Omid Nejati Manzari,Javad Mirzapour Kaleybar,Hooman Saadat,Shahin Maleki
2024-02-14
Abstract:The accurate segmentation of medical images is critical for various healthcare applications. Convolutional neural networks (CNNs), especially Fully Convolutional Networks (FCNs) like U-Net, have shown remarkable success in medical image segmentation tasks. However, they have limitations in capturing global context and long-range relations, especially for objects with significant variations in shape, scale, and texture. While transformers have achieved state-of-the-art results in natural language processing and image recognition, they face challenges in medical image segmentation due to image locality and translational invariance issues. To address these challenges, this paper proposes an innovative U-shaped network called BEFUnet, which enhances the fusion of body and edge information for precise medical image segmentation. The BEFUnet comprises three main modules, including a novel Local Cross-Attention Feature (LCAF) fusion module, a novel Double-Level Fusion (DLF) module, and dual-branch encoder.

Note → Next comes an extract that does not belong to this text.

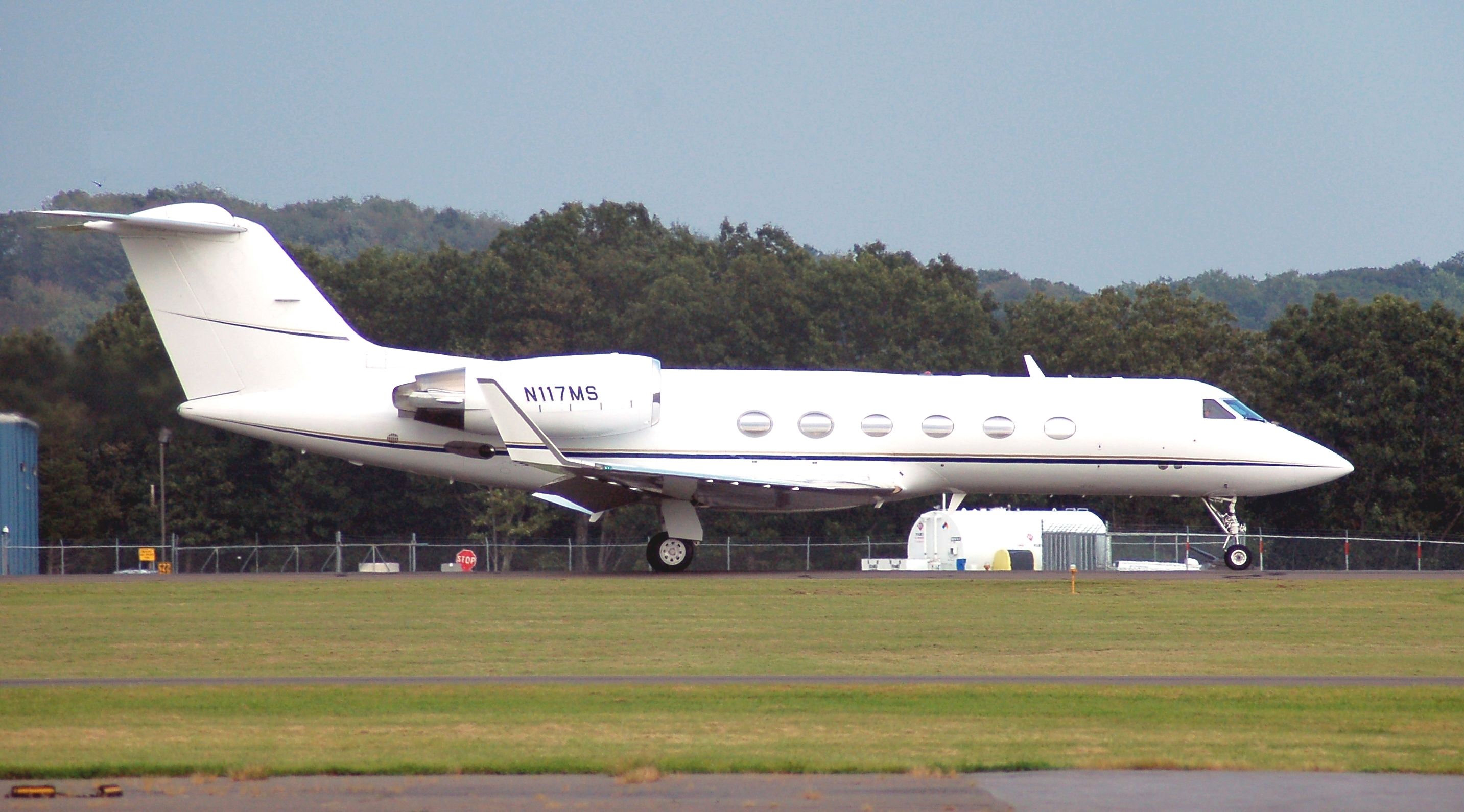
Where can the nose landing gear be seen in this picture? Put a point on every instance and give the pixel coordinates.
(1223, 510)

The dual-branch encoder consists of an edge encoder and a body encoder. The edge encoder employs PDC blocks for effective edge information extraction, while the body encoder uses the Swin Transformer to capture semantic information with global attention. The LCAF module efficiently fuses edge and body features by selectively performing local cross-attention on features that are spatially close between the two modalities. This local approach significantly reduces computational complexity compared to global cross-attention while ensuring accurate feature matching. BEFUnet demonstrates superior performance over existing methods across various evaluation metrics on medical image segmentation datasets.
Computer Vision and Pattern Recognition
What problem does this paper attempt to address?
### Problems the Paper Aims to Solve This paper aims to address the issue of precise medical image segmentation by proposing a hybrid CNN-Transformer architecture named **BEFUnet**. #### Background and Motivation 1. **Limitations of Existing Methods**: - **Convolutional Neural Networks (CNNs)**: Despite their excellent performance in medical image segmentation tasks (e.g., U-Net), their local convolution operations limit the ability to capture global context and long-range relationships, especially in objects with significant variations in shape, scale, and texture. - **Transformer Models**: Although they have achieved state-of-the-art results in natural language processing and image recognition tasks, they face challenges in medical image segmentation due to image locality and translation invariance. 2. **Combining the Strengths of CNN and Transformer**: - **CNN**: Excels at capturing local information and edge features. - **Transformer**: Excels at capturing global context and long-range dependencies. #### Proposed Method BEFUnet is an innovative U-shaped network that includes three main modules: 1. **Dual-Branch Encoder**: Composed of an edge encoder and a body encoder. - **Edge Encoder**: Uses PDC blocks to extract effective edge information. - **Body Encoder**: Utilizes Swin Transformer to capture semantic information with global attention. 2. **Local Cross-Attention Fusion Module (LCAF)**: Efficiently fuses edge and body features by selectively performing local cross-attention operations on spatially proximate features between the two modalities, significantly reducing computational complexity while ensuring accurate feature matching. 3. **Dual-Level Fusion Module (DLF)**: Effectively fuses coarse-grained and fine-grained feature representations. #### Main Contributions 1. **Innovative Hybrid Approach**: Combines the edge-local semantic information of CNNs and the body-contextual interaction of Transformers, enhancing the fusion of complementary features, particularly suitable for handling irregular and challenging boundaries. 2. **Dual-Level Fusion Module**: Effectively fuses coarse-grained and fine-grained feature representations. 3. **Experimental Results**: Extensive training and evaluation on three different medical image segmentation datasets demonstrate that BEFUnet outperforms various state-of-the-art models across multiple evaluation metrics, validating its robustness and superiority.